Lleva 20 grandes alzados, seis en Australia, y aún tiembla como si fuera la primera vez. Y se le rompe la voz a cada poco mientras trata de pronunciar los agradecimientos. Finge una sonrisa como mecanismo de defensa, pero no resiste. Llora. Busca segundos de complicidad en el silencio, toma aire para vencer la sensación de ahogo, pero no hay manera de sujetar las emociones. O no las encuentra, por más que traga saliva y trocea un discurso protocolario de ganador que finalmente no tiene nada de protocolario. Federer llora. Melbourne le aplaude a modo de socorro, le vitorea, pero el campeón no sale de ahí. Llora. Y al nombrar a su equipo, no puede más. No logra pasar del "my team, thank you".

Es lo último que acierta a decir antes de rendirse, de dejarse ganar por las lágrimas. Se abraza a su copa y ya sí llora sin contenerse, a gusto. Y pone a todos a llorar con él. Contagia. Suena brutalmente convincente . Y convierte la escena en el momento inolvidable de su 30ª final de Grand Slam, muy por encima incluso del rato de tenis del bueno que ha vuelto a brindar, de esos golpes de derecha que no envejecen, del juego más elegante del mundo .

Si alguien podría tomarse la gimnasia de levantar un trofeo como un ejercicio rutinario ése es Federer. Pero no. Al tipo de hielo y cerebral capaz de leer y jugar los partidos como nadie, de domesticar al rival que se le pone por delante (da igual el tamaño) o de administrar sabiamente el calendario para engañar a la edad, le resulta imposible manejar el protocolo posterior de la coronación. Ni por la fuerza de la costumbre.

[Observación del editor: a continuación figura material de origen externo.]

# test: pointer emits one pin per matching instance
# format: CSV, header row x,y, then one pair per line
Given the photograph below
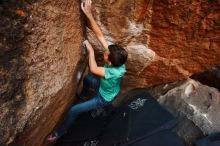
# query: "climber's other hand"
x,y
86,7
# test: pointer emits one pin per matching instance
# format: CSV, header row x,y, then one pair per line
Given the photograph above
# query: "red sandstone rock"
x,y
184,35
37,68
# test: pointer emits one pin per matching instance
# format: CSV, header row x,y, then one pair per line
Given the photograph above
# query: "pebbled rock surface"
x,y
40,47
167,40
195,105
210,77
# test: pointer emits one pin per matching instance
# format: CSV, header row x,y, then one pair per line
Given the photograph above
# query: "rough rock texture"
x,y
210,77
40,46
196,107
167,40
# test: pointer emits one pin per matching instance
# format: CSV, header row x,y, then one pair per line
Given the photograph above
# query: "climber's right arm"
x,y
86,7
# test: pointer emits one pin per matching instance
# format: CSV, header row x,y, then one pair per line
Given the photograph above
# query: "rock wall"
x,y
195,105
167,40
40,47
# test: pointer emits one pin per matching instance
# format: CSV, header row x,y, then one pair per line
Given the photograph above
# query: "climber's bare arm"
x,y
86,7
100,71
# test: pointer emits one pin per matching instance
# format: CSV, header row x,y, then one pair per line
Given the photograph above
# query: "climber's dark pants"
x,y
95,102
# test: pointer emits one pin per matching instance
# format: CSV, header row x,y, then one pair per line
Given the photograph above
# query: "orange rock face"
x,y
167,40
40,49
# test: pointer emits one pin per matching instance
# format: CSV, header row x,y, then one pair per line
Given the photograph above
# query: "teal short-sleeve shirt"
x,y
110,84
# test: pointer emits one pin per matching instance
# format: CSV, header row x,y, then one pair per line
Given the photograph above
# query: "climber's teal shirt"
x,y
110,84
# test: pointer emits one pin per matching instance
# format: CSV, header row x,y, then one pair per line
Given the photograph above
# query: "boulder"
x,y
196,102
40,47
166,40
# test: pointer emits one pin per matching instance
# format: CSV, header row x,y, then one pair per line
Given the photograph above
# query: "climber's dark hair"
x,y
117,56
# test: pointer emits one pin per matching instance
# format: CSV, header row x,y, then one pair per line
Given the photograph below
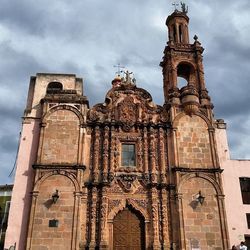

El extraterrestre en lo máximo se vuelve el más mortal de los humanos en lo mínimo. Con la raqueta o sin ella, su Majestad sobrecoge. Tras desmentir su carnet de identidad unas cuantas veces, el tenis se pregunta a estas horas hasta cúando podrá durar ganando este señor. Pero no está de más la otra interrogante: cuántos títulos más le hacen falta para que vencer no le conmueva tanto. Lo ha ganado todo, pero Roger sigue llorando. Y eso respira respeto.